Number of native tree boosting rounds for TF-gene inference. The default follows arboreto SGBM_KWARGS.

grn_learning_rate

Native tree boosting learning rate.

grn_max_depth

Maximum depth of each native TF-gene regression tree.

grn_max_features

Fraction of candidate TFs sampled at each native tree split.

grn_subsample

Fraction of cells sampled for each native boosting round.

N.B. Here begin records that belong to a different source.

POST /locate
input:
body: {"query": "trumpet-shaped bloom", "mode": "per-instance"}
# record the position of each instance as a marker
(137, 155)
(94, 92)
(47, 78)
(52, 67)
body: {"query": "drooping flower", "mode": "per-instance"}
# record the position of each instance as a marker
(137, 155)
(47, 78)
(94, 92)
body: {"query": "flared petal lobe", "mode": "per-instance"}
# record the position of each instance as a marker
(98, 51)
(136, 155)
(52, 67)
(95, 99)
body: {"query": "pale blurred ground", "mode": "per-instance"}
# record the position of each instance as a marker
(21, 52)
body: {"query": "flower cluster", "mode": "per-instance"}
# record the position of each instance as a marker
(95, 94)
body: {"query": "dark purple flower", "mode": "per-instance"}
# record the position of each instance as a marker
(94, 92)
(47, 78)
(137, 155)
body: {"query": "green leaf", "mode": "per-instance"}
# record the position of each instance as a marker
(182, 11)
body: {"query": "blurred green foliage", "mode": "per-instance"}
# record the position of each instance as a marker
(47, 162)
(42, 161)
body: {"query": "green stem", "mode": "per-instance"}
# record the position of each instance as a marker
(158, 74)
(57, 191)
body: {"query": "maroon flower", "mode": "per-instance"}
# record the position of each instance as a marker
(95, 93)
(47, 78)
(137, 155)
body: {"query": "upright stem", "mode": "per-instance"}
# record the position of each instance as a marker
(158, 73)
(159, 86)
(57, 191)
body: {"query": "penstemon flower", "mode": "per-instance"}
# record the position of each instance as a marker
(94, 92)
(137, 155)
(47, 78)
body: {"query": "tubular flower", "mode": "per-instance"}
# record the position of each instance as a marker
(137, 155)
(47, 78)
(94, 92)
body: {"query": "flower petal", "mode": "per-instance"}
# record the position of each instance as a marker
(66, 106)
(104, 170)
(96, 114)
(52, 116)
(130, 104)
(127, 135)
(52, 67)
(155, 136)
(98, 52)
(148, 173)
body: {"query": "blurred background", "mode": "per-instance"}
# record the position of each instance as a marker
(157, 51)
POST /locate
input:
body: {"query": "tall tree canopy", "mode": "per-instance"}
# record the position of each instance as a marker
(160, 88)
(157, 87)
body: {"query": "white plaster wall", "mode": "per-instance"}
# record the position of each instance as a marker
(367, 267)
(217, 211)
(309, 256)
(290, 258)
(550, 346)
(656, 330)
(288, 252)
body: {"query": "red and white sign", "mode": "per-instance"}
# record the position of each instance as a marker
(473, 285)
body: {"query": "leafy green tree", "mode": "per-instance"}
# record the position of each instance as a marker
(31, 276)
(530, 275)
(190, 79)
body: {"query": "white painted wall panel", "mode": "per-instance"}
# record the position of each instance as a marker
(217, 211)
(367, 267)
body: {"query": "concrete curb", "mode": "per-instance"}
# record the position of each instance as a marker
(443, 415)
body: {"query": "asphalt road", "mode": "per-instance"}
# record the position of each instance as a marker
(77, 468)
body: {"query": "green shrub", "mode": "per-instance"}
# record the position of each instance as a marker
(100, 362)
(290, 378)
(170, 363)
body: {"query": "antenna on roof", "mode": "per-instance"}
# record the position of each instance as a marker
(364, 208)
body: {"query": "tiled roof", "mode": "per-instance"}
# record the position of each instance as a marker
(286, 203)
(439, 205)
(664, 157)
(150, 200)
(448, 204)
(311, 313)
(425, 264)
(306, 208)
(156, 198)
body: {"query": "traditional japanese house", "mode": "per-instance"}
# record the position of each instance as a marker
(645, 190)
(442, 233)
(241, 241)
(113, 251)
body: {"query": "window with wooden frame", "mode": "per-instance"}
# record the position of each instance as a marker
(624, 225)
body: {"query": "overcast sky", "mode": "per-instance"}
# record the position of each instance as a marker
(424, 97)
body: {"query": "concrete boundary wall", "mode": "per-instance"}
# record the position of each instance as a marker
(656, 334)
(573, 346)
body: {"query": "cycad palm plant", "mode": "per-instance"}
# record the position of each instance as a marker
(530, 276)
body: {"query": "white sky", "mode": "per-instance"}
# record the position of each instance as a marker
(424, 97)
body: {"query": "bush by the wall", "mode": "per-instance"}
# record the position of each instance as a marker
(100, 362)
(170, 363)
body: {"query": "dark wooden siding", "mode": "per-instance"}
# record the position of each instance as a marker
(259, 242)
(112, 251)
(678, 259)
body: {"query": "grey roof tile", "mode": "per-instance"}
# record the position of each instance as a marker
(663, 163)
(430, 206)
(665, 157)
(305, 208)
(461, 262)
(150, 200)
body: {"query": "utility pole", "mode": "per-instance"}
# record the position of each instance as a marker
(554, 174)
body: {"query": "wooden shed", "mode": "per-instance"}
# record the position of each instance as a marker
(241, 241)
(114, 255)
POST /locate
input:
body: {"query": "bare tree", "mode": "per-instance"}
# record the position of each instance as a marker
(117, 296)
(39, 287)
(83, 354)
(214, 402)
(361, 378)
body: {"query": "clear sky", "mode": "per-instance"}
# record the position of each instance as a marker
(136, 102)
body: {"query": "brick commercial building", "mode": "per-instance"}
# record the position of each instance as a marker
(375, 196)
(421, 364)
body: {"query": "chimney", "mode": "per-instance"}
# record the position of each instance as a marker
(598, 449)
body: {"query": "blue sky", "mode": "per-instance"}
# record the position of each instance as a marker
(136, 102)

grn_early_stop_window_length

Out-of-bag improvement window used for native GRNBoost2 early stopping. The RunSCENICPlus default is 0, which disables early stopping to match official SCENIC+ SGBM_KWARGS.

seed

Random seed used by native stochastic boosting backends. The default matches official SCENIC+ command-line wrappers.

cores

Number of workers used by native TF-gene GRN inference.

assay_name

Assay used to store eRegulon AUC scores.

tool_name

Name of the srt@tools result entry.

python_result_dir

Directory containing official SCENIC+ outputs already exported as tf_gene, region_gene, tf_region, triplets, eregulons, and auc tables. Used only for backend = "python".

scplus_object

Optional official SCENIC+ Python object path (.pkl/.pickle) to extract into python_result_dir before standardization. Used only for backend = "python".

envname

Python environment used when backend = "python".

conda

Conda-compatible executable used when backend = "python".

prepare_env

Whether to prepare the Python environment for backend = "python".

verbose

Whether to print the message. Default is TRUE.

Value

A Seurat object with SCENICPlus-style results.